"I know it, my dear friend."
"You wish to put the light under the bushel!" cried he, clinching his fists. "But then I will break you like glass," added he, with a threatening air, his face purple with anger, and the veins swelling like cords.
"Ah! M. Charles," answered the doctor, fixing on the madman a calm, piercing, steady look, and assuming a caressing and flattering manner, "I thought that you were the greatest professor of modern times."
"And past," cried the madman, forgetting all at once his anger in his pride.
"You did not let me finish: that you were the greatest professor of time past, and present—"
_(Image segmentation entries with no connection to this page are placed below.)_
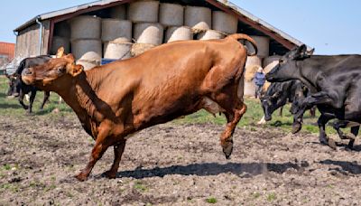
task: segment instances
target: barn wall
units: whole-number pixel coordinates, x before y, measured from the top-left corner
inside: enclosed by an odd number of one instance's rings
[[[48,52],[50,21],[43,21],[42,25],[42,54],[46,54]],[[18,36],[16,37],[16,57],[26,58],[39,55],[39,24],[34,23],[19,32]]]

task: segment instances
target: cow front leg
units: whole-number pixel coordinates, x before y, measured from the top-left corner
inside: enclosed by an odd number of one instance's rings
[[[36,96],[36,90],[32,90],[29,98],[29,110],[28,110],[29,113],[32,112],[32,104],[33,101],[35,100],[35,96]]]
[[[114,179],[116,177],[116,173],[118,172],[119,163],[122,159],[122,154],[125,148],[126,140],[122,141],[121,143],[114,145],[114,162],[110,170],[106,171],[103,173],[103,176],[106,176],[109,179]]]
[[[91,173],[96,163],[102,157],[104,153],[106,151],[107,147],[109,146],[108,143],[106,143],[107,137],[107,131],[106,132],[99,132],[99,135],[97,136],[96,145],[91,151],[90,160],[88,163],[87,166],[75,177],[79,181],[86,181],[88,176]]]
[[[233,151],[233,139],[232,136],[235,132],[236,126],[238,124],[239,120],[242,118],[242,116],[247,110],[247,107],[245,104],[243,104],[241,109],[234,109],[234,114],[226,113],[226,117],[227,119],[227,124],[225,131],[223,132],[220,137],[220,144],[223,148],[223,153],[226,155],[227,159],[229,159],[229,156]]]
[[[19,103],[23,106],[23,109],[27,110],[29,107],[23,103],[23,96],[25,96],[25,93],[23,91],[23,89],[20,89],[18,97]]]
[[[336,149],[336,143],[333,139],[329,139],[326,135],[326,124],[332,119],[333,117],[321,114],[319,120],[317,121],[319,129],[319,142],[323,145],[329,145],[329,147]]]
[[[44,108],[44,105],[48,101],[50,96],[51,96],[50,91],[44,91],[44,99],[42,99],[42,106],[40,107],[40,109],[42,110]]]

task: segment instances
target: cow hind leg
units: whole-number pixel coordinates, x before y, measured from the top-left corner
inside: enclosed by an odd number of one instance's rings
[[[336,143],[334,140],[329,139],[326,135],[326,124],[332,119],[334,117],[321,114],[319,120],[317,121],[319,128],[319,142],[323,145],[329,145],[329,147],[336,149]]]
[[[245,104],[243,104],[240,108],[234,108],[233,114],[229,112],[225,113],[227,124],[220,137],[220,144],[227,159],[229,159],[233,151],[233,133],[246,110],[247,107]]]
[[[107,177],[109,179],[114,179],[116,177],[116,173],[118,172],[119,163],[122,159],[122,154],[125,148],[125,141],[124,140],[121,143],[114,145],[114,162],[110,170],[106,171],[103,173],[103,176]]]

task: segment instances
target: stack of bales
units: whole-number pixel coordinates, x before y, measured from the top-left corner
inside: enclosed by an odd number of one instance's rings
[[[264,69],[264,59],[269,55],[270,39],[265,36],[250,36],[255,41],[258,52],[256,56],[248,56],[245,62],[245,96],[253,97],[255,93],[255,84],[254,77],[258,68]],[[245,42],[245,46],[250,52],[254,52],[254,47],[248,42]]]
[[[80,15],[70,21],[71,52],[78,64],[90,70],[100,64],[102,58],[101,19]]]
[[[57,53],[60,47],[64,47],[66,53],[70,52],[70,26],[67,22],[55,24],[54,36],[52,37],[51,54]]]

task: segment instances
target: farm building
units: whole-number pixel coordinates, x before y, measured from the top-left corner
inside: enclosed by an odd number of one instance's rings
[[[0,68],[14,59],[14,43],[0,42]]]
[[[104,59],[130,58],[172,41],[242,33],[253,37],[259,49],[247,66],[267,70],[278,55],[302,44],[225,0],[97,1],[38,15],[14,33],[17,58],[54,54],[63,46],[86,69]],[[246,90],[253,93],[253,89]]]

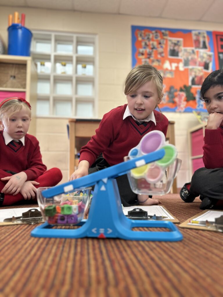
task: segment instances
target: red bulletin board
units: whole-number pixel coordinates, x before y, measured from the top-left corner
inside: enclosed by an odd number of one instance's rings
[[[132,66],[149,64],[161,72],[162,111],[206,111],[200,100],[204,80],[223,68],[223,33],[132,26]]]

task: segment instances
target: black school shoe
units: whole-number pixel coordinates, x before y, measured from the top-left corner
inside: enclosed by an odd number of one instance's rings
[[[1,206],[3,204],[4,198],[5,194],[4,193],[0,193],[0,206]]]
[[[180,196],[182,200],[185,202],[192,202],[196,198],[196,196],[194,194],[193,194],[186,187],[187,185],[190,184],[190,183],[185,184],[180,191]]]
[[[200,199],[202,200],[200,205],[201,209],[211,209],[218,201],[217,199],[209,198],[201,195],[200,195]]]

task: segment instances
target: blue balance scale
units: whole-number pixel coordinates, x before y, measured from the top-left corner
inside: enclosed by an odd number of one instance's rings
[[[165,151],[161,149],[123,162],[77,179],[43,191],[46,199],[73,191],[76,189],[95,185],[88,218],[83,219],[77,229],[56,229],[46,222],[32,231],[32,236],[39,237],[79,238],[120,238],[131,240],[178,241],[183,236],[177,227],[167,221],[132,220],[123,211],[115,178],[130,170],[161,159]],[[136,227],[164,228],[167,231],[135,231]]]

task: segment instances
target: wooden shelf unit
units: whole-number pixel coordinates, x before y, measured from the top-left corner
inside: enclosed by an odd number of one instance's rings
[[[87,144],[91,137],[95,134],[95,130],[98,128],[101,120],[100,119],[86,120],[70,119],[69,120],[70,135],[70,176],[78,166],[79,160],[75,158],[77,146],[77,140],[78,138],[86,140],[83,145]],[[169,121],[168,126],[166,140],[170,143],[175,145],[174,124],[175,122]],[[177,192],[176,178],[173,184],[172,192]]]
[[[200,124],[188,131],[189,166],[191,178],[194,172],[199,168],[204,167],[203,162],[204,137],[205,124]]]

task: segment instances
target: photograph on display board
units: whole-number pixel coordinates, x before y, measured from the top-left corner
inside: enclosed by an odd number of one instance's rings
[[[150,64],[163,79],[161,111],[206,111],[200,90],[223,68],[223,33],[132,26],[132,67]]]

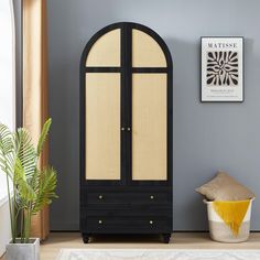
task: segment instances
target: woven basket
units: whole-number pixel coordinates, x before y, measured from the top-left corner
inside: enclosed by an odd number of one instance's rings
[[[210,238],[218,242],[243,242],[248,240],[250,234],[251,207],[254,198],[250,199],[248,210],[242,220],[239,234],[235,236],[231,229],[224,223],[213,207],[213,202],[204,199],[207,205],[207,215],[209,224]]]

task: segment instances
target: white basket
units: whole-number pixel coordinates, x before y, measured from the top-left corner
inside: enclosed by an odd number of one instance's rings
[[[207,215],[209,224],[209,234],[213,240],[219,242],[243,242],[249,238],[250,234],[250,218],[251,207],[254,198],[250,199],[248,210],[241,223],[239,234],[235,236],[231,229],[224,223],[224,220],[215,212],[213,202],[204,199],[203,202],[207,205]]]

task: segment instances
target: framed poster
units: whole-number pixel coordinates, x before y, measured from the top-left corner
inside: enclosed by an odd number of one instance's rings
[[[202,102],[243,101],[243,37],[202,37]]]

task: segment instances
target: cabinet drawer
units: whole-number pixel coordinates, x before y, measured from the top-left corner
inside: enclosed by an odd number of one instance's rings
[[[87,204],[164,204],[171,202],[171,193],[89,193]]]
[[[88,232],[96,234],[153,234],[171,232],[171,218],[167,217],[116,217],[106,216],[87,217],[86,228]]]
[[[88,204],[83,208],[85,217],[169,217],[172,215],[171,204]]]

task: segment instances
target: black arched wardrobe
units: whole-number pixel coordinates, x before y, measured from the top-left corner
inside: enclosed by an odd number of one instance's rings
[[[80,61],[80,231],[172,232],[172,58],[137,23],[98,31]]]

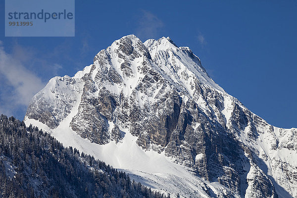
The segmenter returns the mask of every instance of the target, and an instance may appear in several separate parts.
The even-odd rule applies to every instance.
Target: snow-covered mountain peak
[[[297,130],[250,112],[168,37],[115,41],[74,77],[51,79],[25,120],[185,197],[297,196]]]

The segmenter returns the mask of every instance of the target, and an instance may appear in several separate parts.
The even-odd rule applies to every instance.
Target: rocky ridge
[[[73,77],[51,79],[25,120],[54,129],[76,106],[69,127],[91,142],[120,142],[128,129],[143,149],[226,187],[227,197],[297,196],[297,129],[250,112],[169,38],[115,41]]]

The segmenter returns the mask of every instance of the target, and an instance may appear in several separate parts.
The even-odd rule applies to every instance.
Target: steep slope
[[[115,167],[186,180],[186,197],[297,196],[297,130],[251,112],[169,38],[115,41],[74,77],[52,79],[25,120]]]
[[[0,131],[0,198],[167,197],[13,117]]]

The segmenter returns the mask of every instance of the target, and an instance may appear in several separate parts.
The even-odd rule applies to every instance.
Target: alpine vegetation
[[[0,198],[169,198],[37,127],[0,116]]]

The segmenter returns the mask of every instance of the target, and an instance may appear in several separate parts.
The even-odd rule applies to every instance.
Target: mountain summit
[[[297,129],[250,112],[169,37],[115,41],[74,77],[51,79],[25,121],[153,189],[297,196]]]

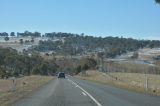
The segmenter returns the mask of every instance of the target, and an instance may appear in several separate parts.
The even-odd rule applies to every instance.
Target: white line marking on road
[[[84,93],[84,92],[82,92],[82,94],[83,94],[84,96],[87,96],[87,94],[86,94],[86,93]]]
[[[86,90],[84,90],[82,87],[80,87],[77,83],[75,83],[74,81],[67,79],[68,81],[70,81],[71,83],[74,83],[75,86],[77,86],[79,89],[81,89],[85,94],[87,94],[96,104],[97,106],[102,106],[91,94],[89,94]]]

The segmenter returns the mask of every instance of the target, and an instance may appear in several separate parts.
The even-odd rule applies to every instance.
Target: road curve
[[[160,97],[68,77],[50,81],[12,106],[160,106]]]

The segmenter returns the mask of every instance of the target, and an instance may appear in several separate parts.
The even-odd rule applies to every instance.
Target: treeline
[[[136,40],[123,37],[102,38],[71,33],[50,33],[46,36],[51,38],[61,36],[62,38],[59,41],[40,41],[35,50],[54,51],[64,55],[103,52],[105,57],[115,57],[144,47],[160,47],[160,41],[158,40]]]
[[[52,75],[58,65],[53,60],[44,60],[37,54],[19,54],[11,48],[0,48],[0,77],[19,75]]]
"And future," cried the madman, proudly.
"Oh! the great babbler, who always interrupts me," said the doctor, smiling, and striking him amicably on the shoulder. "Can it be said that I am ignorant of all the admiration that you inspire and deserve! Come, let us go and see the blind man."
"Conduct me to him. Doctor, you are a good man; come, come, you will see what he is obliged to listen to when I can tell him such fine things," answered the lunatic, completely calmed, walking before the doctor with a satisfied air.
"I confess to you, sir," said Germain, who had drawn near to his wife, remarking her fear when the madman spoke and gesticulated so violently, "I confess to you, for a moment I feared a crisis."
"Formerly, at the very first word of excitement, at the very first sign of a threat, the keepers would have seized, tied, beat, and inundated him with a shower-bath, one of the most atrocious tortures that ever were invented. Judge of the effect of such a treatment on an energetic and irritable temperament, whose force of expansion becomes more violent as it is more compressed. Then he would have fallen into one of those frightful fits of madness which defy the most powerful restraint; exasperated by their frequency, they become almost incurable; while as you see, by not restraining at first this momentary ebullition, or in turning it aside by the aid of the excessive mobility of mind which is to be remarked among many lunatics, these experimental bubblings are assuaged as soon as they are raised."